Title: The Sea House
Author: Elisabeth Gifford
Length: 308 pages
My star rating: ★ ★ ★ ¼
The Selkie man made straight for the shore and sat down near the hissing surf. … The ocean around him was out to entice that morning with twenty shades of blue and green, but he sat and gazed far beyond, where the sea dipped over the curve of the earth, beyond where the boldest fishing boat had ever traveled—to a place where Ishbel could never follow him.
But he could not go back there. Ishbel had hidden away his Selkie skin and she meant to keep it hidden away.
Ishbel was not cruel to keep him. She knew then that the Selkie man loved her. He would sing her songs in a strange piercing voice that Ishbel knew were for her, and yet day after day he made his way back to the shore and sang quietly, sadly, to the sea. (69-70)
As they renovate their seaside house in the Outer Hebrides, Ruth and her husband Michael discover the remains of a “mermaid” baby buried under the floorboards. Shortly thereafter, Ruth discovers that she is pregnant. She attempts to discover the child’s identity even while her pregnancy forces her to come to terms with her own traumatic childhood. Woven between Ruth’s narrative are those of Alexander Ferguson, the reverend who lived in the Sea House around the time the “mermaid” baby was interred there; and of his maid, Moira. Alexander is determined to find evidence for the existence of selkies—seals that, according to local mythology, could remove their skin and become human. The orphaned Moira is equally determined to make the local landlord, Lord Mastone, pay for his crimes against her people.
For the first two thirds of the novel, these timelines work decently well together. Ruth’s begins in the 1990s (rather than the present-day) for some arbitrary reason, but they still make a kind of sense together since Ruth is trying to unravel a mystery that occurred during Alexander’s time at the Sea House (1860).
The narrative structure reminded me a lot of The Book of Speculation, though I enjoyed that one more.
But I really picked up this book for the selkie and mythology elements. They seemed to have great promise, but then just petered out in the last third of the book.
The most obvious problem was that Gifford solved the mystery much too soon. She left fifty pages or more to resolve everything and tie everyone’s story into neat little bows, and I lost interest pretty quickly after that. I didn’t care enough about Alexander, or even Moira, to want that kind of resolution.
The problem at the heart of the novel, though, was that it was trying to cover too many things. In the modern narrative, for instance, Gifford brings up: Ruth’s emotional and psychological problems that sprung from the loss of her mother at an early age; her mother’s struggle as a single parent in the 1960s; the possibility that she and her mother were descended from selkies; her half-hearted efforts to discover more information about her mother; her fears about becoming a mother herself…and on from there.

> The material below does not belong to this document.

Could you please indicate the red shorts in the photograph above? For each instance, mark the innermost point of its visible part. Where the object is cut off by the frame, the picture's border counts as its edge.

And that’s to say nothing of the weighty issues she raises in the Victorian timeline. (She tried to deal with Anglo-Celtic tensions a lot in both timelines, in particular the persecution of the Gaelic-speaking islanders by the cruel Lord Marstone as described by Moira. But she could have filled a whole book with that subplot, and so—mixed in with the selkies and mermaid babies and Ruth’s problems—it feels unfinished and shoehorned in to the rest of the story.)
As characters go, I felt that Ruth was a much better character than Alexander, and thus more interesting despite her unexciting plot. Moira was decent and somewhat rounded as well. Alexander fell flat, though. I didn’t buy his development and never felt I understood (or cared about) him. Honestly, the Victorian story could have ended after the mystery had been cleared up, leaving Ruth plenty of time to resolve her own issues. That would have made a much stronger novel, in my opinion.
But having said all that, I will give Gifford credit. Her prose was beautiful and haunting in places, and she did a great job of painting the landscape of the Outer Hebrides. The strongest part of the novel was its sense of place.
The first day we sailed out on the ferry from Skye to Harris, I fell in love with the Minch. The evening was beginning to thicken and turn blue, the outline of Skye behind us nothing more than inky smudges, dark isthmuses sliding past each other as we pulled away. A low light filled the surface of the sea, glass peaks of jade rising and falling. …
Outside, a fierce wind blew across the deck, huge layers of cloud split against an apricot sky. I pulled my coat tighter and let the wind scour the skin of my face cold and clean. Ahead, our new life, a white house in front of a wide beach, the wind howling in from the Atlantic; I saw the children we’d have one day, those bright shapes tumbling in and out of the front door; and down on the beach, a boat ready to explore the wide plains of sea. (123)
I also enjoyed the short selkie story about Ishbel and Finlay towards the beginning, which Alexander transcribes for another character. If only selkies had had a real role to play in the novel.
I was promised selkies!
Gifford did a good job portraying poor Ruth’s anger, confusion, and despair over her childhood as well. I won’t say mine was nearly as bad as Ruth’s, who moved from foster home to foster home and finally to a group home, but I do understand the kind of emotional pain and bitterness that Gifford described so well:
All those years, I’d worked so hard not to see her, that girl from the home; to forget her, deformed somehow by what she’d seen and done and been.
And yet she was just a child. Not even grown. All that had happened to a child.
Something cracked in my chest and pity began to seep out. She hadn’t done anything wrong. And she was so, so lonely. (194)
Passages like the one above were why I wished the post-mystery narrative would revert to Ruth and her struggle. Alas.
A few more revisions probably would have made this a truly excellent novel. It either needed to be longer, or some things ought to have been cut—like Ruth’s brother-in-law and his girlfriend, for example. Some of the characters ought to have been explored and developed in more depth, such as Alexander’s character. And though the mystery was interesting, it felt somehow detached from the overall plot.
There was also a lot of British slang scattered throughout. I don’t think that books need to be “Americanized” for stateside readers—and I didn’t exactly struggle; what slang I didn’t already know, I mostly figured out via context clues—but I’ve also read plenty of British authors who don’t rely quite so heavily on British-specific English.
So I can only give this one three-odd stars, even though I really, really wanted to love it.